Dooruk commented 2 weeks ago

The upside of building automatically if use_pinned_existing fails (for instance, if the maintained JEDI bundle in advda isn't updated for whatever reason) is that the user then has a local pinned JEDI bundle that they can build once and then link to for future experiments.

I see your point. I'm trying to imagine different use cases (and maybe even confusing myself) to figure out when a user would like to build JEDI on their own:

User X, JEDI contributors (only a handful of users), will use jedi_bundle to build and work on their own repo branches.

User A, needs a particular JEDI build right after a UFO PR is merged, say September 14th. They will use jedi_bundle with pinned option to build their own JEDI version, and then set their Swell experiment.yaml source and build to this folder to test first with local build. After they are content, they will test with the advda build before they can make a Swell PR (check_hashes.py controls this now).

Do we expect User A to first use jedi_bundle to get hashes and then copy them to Swell pinned_versions.yaml?

User B, wants to test/edit some observation filters, they clone Swell right before a pinned_version.yaml change, when they want to do a PR check_hashes catches this, throws an error. So the person now can test this with the new pinned JEDI build. If issues arise they become User A.

User C (long term, needs further pondering), wants to run a particular suite with particular JEDI/GEOS version(s). For instance let's imagine we have a GEOS-ADAS suite. We would have pinned builds specified for those suites that gets updated infrequently (once every couple of months).

Perhaps you have a use case in mind where use_pinned_existing should start a new JEDI build?

Additionally, Swell would automatically update it to the correct hash if that local build already exists but needs to be updated. Using pinned_create, like create, forces the experiment to build JEDI in the experiment directory every time it runs.

Even for this case, I always think a clean build in a new folder is better. Wei and Jianjun had issues while trying to rebuild in the same build folder.

asewnath commented 1 week ago

I'm going to pause creating a github action to check hashes for now. @Dooruk using your instructions, I tried adding a test to test_swell.yml and tried running swell's Test_CI_Application action. This fails immediately because of the error "Tier 2 is already running". I'm not able to test using Tier1 test yamls unless I have a PR to the main branch in CI-workflows.

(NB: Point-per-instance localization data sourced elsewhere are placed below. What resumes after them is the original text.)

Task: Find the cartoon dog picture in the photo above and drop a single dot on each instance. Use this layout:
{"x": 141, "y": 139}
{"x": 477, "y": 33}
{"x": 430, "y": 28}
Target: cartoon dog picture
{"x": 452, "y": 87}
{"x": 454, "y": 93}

Dooruk commented 1 week ago

I'm going to pause creating a github action to check hashes for now. @Dooruk using your instructions, I tried adding a test to test_swell.yml and tried running swell's Test_CI_Application action. This fails immediately because of the error "Tier 2 is already running". I'm not able to test using Tier1 test yamls unless I have a PR to the main branch in CI-workflows.

Yeah, Tier2 is hitting the __running__ switch file issue but I'm not sure about the Tier1 yaml change issue you are encountering? YOu mean your open PR should be merged first?

asewnath commented 1 week ago

I mean that it seems that Tier1 runner doesn't work for any other branch besides main https://github.com/GEOS-ESM/swell/blob/597bbbe9c87867178a130a10c6d07418d1a212d8/.github/workflows/tier1_application_discover.yml#L15. If I tried to point to a different branch, nothing would run. Maybe this is an issue on my end.

If I can only run Tier1 tests on the main branch, then I'd have to continually PR to the main branch to get the check hashes test working, which doesn't sound like a good idea.